University of Copenhagen
Home


BMC-course:

Statistical Learning and bioinformatics


News and information

18-6-2009 It has come to my attention that using ggplot2 0.8.2 resulted in problems with getting correct colors on some of the plots. I could claim that this was a "feature", but it may be fair to say it was actually a bug. At least when installing 0.8.3 the "feature" disappears. As I explicitly wrote that we used 0.8.2 it is technically correct to say that your programs did not produce the correct colors -- really they did not under the requirements put up. However, as many of you may speculate what the ... I meant when I wrote that your colors are messed up, because on your computer it works fine, I can say just forget it.
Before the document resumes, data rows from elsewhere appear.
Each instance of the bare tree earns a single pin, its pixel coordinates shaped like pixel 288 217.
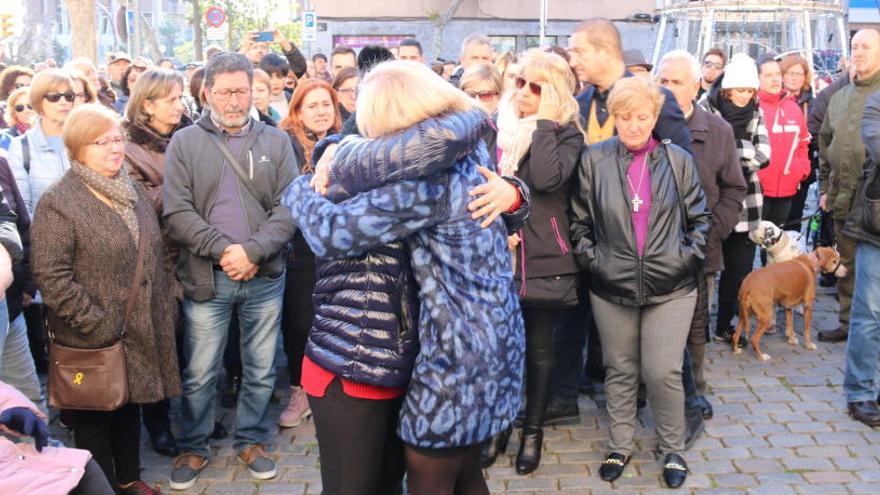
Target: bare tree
pixel 196 21
pixel 440 20
pixel 83 27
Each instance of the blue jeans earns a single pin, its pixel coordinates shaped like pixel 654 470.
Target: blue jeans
pixel 258 304
pixel 863 344
pixel 16 363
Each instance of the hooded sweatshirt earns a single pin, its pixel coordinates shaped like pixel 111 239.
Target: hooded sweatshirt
pixel 789 145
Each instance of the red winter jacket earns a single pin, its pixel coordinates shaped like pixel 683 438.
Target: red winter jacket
pixel 789 140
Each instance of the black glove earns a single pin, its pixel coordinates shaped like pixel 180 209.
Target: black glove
pixel 24 421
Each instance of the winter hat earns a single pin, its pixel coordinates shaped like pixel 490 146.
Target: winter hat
pixel 741 72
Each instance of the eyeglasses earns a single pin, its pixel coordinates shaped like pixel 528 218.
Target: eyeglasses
pixel 535 88
pixel 109 142
pixel 483 95
pixel 54 96
pixel 225 94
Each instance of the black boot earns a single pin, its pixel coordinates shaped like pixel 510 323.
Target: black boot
pixel 494 447
pixel 540 366
pixel 529 457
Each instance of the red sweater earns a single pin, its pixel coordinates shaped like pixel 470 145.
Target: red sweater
pixel 789 142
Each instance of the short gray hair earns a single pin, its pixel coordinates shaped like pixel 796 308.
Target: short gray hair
pixel 226 62
pixel 685 56
pixel 475 39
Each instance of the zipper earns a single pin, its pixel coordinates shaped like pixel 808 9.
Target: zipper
pixel 562 246
pixel 522 260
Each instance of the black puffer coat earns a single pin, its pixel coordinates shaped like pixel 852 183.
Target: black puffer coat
pixel 602 230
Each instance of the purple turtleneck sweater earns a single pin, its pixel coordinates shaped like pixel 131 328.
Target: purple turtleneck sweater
pixel 639 175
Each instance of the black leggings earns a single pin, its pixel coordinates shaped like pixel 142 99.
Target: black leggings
pixel 360 451
pixel 297 312
pixel 454 471
pixel 739 257
pixel 114 439
pixel 93 481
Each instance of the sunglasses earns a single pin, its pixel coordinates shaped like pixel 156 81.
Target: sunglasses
pixel 535 88
pixel 55 96
pixel 483 95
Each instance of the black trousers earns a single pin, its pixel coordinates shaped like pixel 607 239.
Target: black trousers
pixel 360 451
pixel 297 313
pixel 93 482
pixel 114 439
pixel 739 257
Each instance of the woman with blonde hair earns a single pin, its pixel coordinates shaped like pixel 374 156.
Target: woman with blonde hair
pixel 82 87
pixel 540 143
pixel 464 384
pixel 19 114
pixel 91 230
pixel 38 157
pixel 642 277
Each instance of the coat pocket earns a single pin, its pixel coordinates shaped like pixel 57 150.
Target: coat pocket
pixel 563 246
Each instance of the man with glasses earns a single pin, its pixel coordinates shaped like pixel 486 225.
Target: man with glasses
pixel 224 179
pixel 713 66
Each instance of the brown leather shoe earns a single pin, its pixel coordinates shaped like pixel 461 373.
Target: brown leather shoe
pixel 837 335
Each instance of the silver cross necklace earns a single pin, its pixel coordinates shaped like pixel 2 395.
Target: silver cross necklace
pixel 637 201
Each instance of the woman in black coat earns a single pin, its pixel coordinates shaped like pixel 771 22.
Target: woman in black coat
pixel 541 146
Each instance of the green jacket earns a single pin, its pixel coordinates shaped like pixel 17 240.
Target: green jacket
pixel 841 150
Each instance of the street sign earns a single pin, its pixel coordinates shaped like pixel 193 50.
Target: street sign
pixel 216 34
pixel 215 17
pixel 310 26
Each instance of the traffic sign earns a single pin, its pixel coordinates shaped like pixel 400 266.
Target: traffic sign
pixel 215 16
pixel 310 26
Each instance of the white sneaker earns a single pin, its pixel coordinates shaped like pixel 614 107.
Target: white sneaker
pixel 297 409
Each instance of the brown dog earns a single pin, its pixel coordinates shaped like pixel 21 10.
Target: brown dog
pixel 788 284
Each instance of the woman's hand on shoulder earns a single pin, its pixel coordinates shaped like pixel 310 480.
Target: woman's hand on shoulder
pixel 491 199
pixel 321 180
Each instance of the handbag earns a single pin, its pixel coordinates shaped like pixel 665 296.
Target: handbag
pixel 93 379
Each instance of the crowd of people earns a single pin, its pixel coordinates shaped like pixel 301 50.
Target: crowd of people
pixel 443 252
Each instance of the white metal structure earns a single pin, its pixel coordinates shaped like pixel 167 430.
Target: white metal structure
pixel 814 29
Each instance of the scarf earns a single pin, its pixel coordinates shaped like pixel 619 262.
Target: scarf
pixel 738 117
pixel 119 190
pixel 514 139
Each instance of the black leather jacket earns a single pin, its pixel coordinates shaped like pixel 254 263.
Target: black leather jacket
pixel 602 231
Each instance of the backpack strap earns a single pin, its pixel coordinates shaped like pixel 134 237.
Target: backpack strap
pixel 677 172
pixel 26 153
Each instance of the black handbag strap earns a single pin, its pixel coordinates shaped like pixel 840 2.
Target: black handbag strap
pixel 237 167
pixel 129 300
pixel 135 282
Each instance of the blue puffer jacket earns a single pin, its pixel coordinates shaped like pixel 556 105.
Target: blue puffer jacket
pixel 466 381
pixel 366 308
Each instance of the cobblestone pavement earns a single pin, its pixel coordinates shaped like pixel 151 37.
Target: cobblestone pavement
pixel 780 428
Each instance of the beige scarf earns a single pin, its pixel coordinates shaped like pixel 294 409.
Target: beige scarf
pixel 514 138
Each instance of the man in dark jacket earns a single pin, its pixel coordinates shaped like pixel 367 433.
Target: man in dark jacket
pixel 16 359
pixel 863 226
pixel 723 183
pixel 841 156
pixel 597 58
pixel 224 179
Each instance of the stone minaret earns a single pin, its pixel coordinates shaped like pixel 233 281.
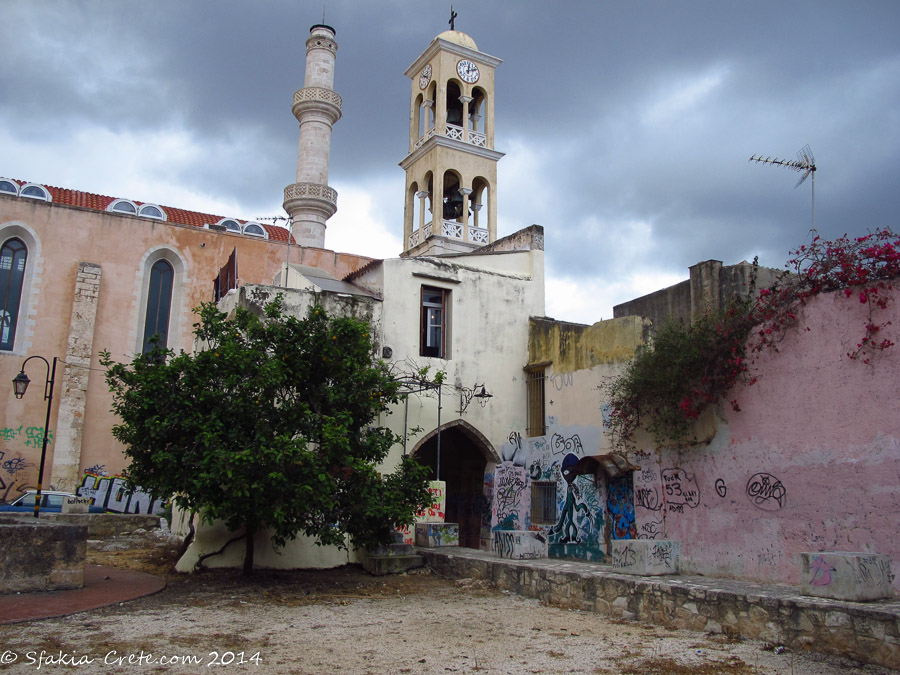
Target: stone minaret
pixel 310 202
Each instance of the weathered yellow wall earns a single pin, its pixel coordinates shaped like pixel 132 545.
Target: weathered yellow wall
pixel 572 347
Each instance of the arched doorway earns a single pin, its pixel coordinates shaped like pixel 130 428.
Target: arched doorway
pixel 465 455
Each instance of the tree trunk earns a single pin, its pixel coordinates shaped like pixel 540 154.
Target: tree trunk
pixel 248 554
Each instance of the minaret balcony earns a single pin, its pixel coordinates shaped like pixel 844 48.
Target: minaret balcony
pixel 457 133
pixel 317 100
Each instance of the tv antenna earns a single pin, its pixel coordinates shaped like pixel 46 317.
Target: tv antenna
pixel 805 162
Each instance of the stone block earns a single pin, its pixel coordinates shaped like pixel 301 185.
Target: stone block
pixel 38 555
pixel 646 557
pixel 432 535
pixel 840 575
pixel 519 544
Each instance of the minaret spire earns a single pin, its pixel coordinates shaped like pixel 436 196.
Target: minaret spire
pixel 310 201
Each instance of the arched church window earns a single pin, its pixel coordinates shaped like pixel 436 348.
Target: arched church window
pixel 254 230
pixel 35 192
pixel 159 305
pixel 13 256
pixel 123 206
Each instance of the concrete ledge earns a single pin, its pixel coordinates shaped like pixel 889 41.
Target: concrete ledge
pixel 857 577
pixel 38 555
pixel 869 632
pixel 520 544
pixel 432 535
pixel 102 525
pixel 646 557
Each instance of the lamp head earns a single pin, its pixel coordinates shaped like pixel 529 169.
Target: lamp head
pixel 20 384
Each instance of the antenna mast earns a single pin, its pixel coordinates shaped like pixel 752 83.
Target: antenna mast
pixel 805 162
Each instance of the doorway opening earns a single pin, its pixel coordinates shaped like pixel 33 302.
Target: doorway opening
pixel 465 455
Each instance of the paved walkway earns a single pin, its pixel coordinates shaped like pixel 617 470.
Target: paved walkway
pixel 102 586
pixel 868 631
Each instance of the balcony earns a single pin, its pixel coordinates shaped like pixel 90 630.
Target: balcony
pixel 452 230
pixel 457 133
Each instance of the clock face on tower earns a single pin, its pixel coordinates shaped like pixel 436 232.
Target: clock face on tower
pixel 425 77
pixel 467 70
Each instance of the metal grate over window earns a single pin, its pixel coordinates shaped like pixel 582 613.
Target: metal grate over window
pixel 534 383
pixel 543 502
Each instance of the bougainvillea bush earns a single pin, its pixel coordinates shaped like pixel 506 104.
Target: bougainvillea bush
pixel 690 366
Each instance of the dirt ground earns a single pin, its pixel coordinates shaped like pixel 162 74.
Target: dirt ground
pixel 346 621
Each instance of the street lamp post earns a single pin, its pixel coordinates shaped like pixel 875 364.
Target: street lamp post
pixel 20 384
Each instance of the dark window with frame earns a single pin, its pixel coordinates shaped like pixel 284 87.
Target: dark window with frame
pixel 13 257
pixel 159 304
pixel 534 395
pixel 543 502
pixel 433 325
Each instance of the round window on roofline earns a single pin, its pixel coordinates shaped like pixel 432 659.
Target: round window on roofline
pixel 152 211
pixel 230 224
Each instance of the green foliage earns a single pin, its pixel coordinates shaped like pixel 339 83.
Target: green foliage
pixel 269 425
pixel 685 368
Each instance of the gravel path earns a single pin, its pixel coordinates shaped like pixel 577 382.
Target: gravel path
pixel 346 621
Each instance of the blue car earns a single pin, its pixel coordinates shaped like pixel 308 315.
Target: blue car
pixel 51 502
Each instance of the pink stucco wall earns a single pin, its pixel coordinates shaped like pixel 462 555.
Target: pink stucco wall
pixel 811 462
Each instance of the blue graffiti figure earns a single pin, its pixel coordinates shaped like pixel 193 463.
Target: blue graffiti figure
pixel 566 526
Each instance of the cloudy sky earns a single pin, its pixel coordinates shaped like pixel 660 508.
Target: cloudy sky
pixel 627 125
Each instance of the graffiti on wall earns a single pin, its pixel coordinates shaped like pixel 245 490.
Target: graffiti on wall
pixel 512 450
pixel 562 380
pixel 575 513
pixel 572 445
pixel 620 504
pixel 13 474
pixel 511 500
pixel 519 545
pixel 33 436
pixel 646 482
pixel 721 488
pixel 435 511
pixel 766 492
pixel 680 490
pixel 111 493
pixel 650 529
pixel 821 571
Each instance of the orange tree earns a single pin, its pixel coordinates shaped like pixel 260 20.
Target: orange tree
pixel 269 424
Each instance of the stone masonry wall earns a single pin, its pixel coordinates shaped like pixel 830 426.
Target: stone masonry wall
pixel 868 632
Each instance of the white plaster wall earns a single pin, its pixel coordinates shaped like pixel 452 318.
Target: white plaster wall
pixel 491 298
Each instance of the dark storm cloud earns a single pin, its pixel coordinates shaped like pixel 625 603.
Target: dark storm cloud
pixel 628 125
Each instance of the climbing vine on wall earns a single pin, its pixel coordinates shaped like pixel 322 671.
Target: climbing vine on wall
pixel 863 268
pixel 688 367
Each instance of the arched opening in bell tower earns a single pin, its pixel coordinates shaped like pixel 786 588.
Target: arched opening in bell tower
pixel 480 207
pixel 453 198
pixel 454 105
pixel 465 456
pixel 420 116
pixel 476 110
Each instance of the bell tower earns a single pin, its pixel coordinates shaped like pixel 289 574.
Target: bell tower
pixel 451 168
pixel 310 201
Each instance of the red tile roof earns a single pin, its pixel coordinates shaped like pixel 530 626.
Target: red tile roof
pixel 88 200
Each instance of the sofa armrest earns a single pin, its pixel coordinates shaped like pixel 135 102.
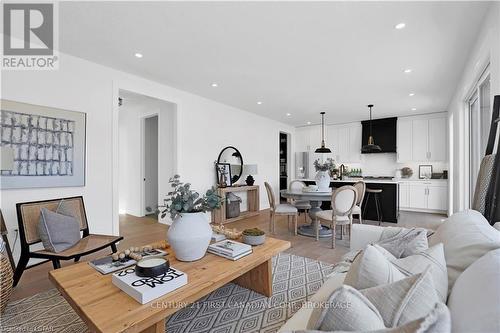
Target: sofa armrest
pixel 364 234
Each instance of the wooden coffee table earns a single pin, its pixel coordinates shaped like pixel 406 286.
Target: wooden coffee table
pixel 105 308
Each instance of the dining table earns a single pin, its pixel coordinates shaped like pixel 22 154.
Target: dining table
pixel 315 198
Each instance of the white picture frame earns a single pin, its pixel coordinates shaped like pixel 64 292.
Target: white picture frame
pixel 48 145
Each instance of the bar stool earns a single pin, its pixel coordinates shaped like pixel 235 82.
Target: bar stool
pixel 376 195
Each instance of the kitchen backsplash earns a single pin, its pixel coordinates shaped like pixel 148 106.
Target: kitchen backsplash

It seems that it was a badly designed default method for chosing the ordering of the colors, which has been changed in 0.8.3.
11-6-2009 I have emailed you the comments for the first assignment. A possible solution is available. There is also a version, where I don't remove the outlier
1-6-2009 Second assignment has been uploaded.
1-5-2009 First assignment has been uploaded.
27-4-2009 There was an unfortunate interchange of (X^TX)^{-1} and C^TC in the proof of Gauss-Markov's theorem in the handout (page 4). This has been corrected together with a few other misprints in the version you can download.
27-4-2009 Lectures Monday 9-12 and Wednesday take place in Auditorium 4, HCØ. Other classes take place in the classroom N037, Computer Science (Datalogisk Institut just outside of the main entrence of HCØ).
24-4-2009 The first lecture Monday 27 starts at 9.15 in Auditorium 4 -- see the map. This is in the HCØ institute. You will then be given directions for the remaining lectures and exercises. Information on R requirements is provided below. We have an eduroam wireless net that you can use if your laptop has been setup for it from your home university. I have also provided a link to the theoretical exercises, but you will get a handout of those on Monday.
7-4-2009 A program for the preparation and a more detailed schedule for the first week of teaching is now available.

Time and Place

The course takes place from April 20 to June 19, 2009. There are lectures and exercises in week 18 (April 27 - May 1) and week 22 (May 25 - May 31) at the University of Copenhagen. For the remaining weeks there are preparation, homework exercises and individual projects.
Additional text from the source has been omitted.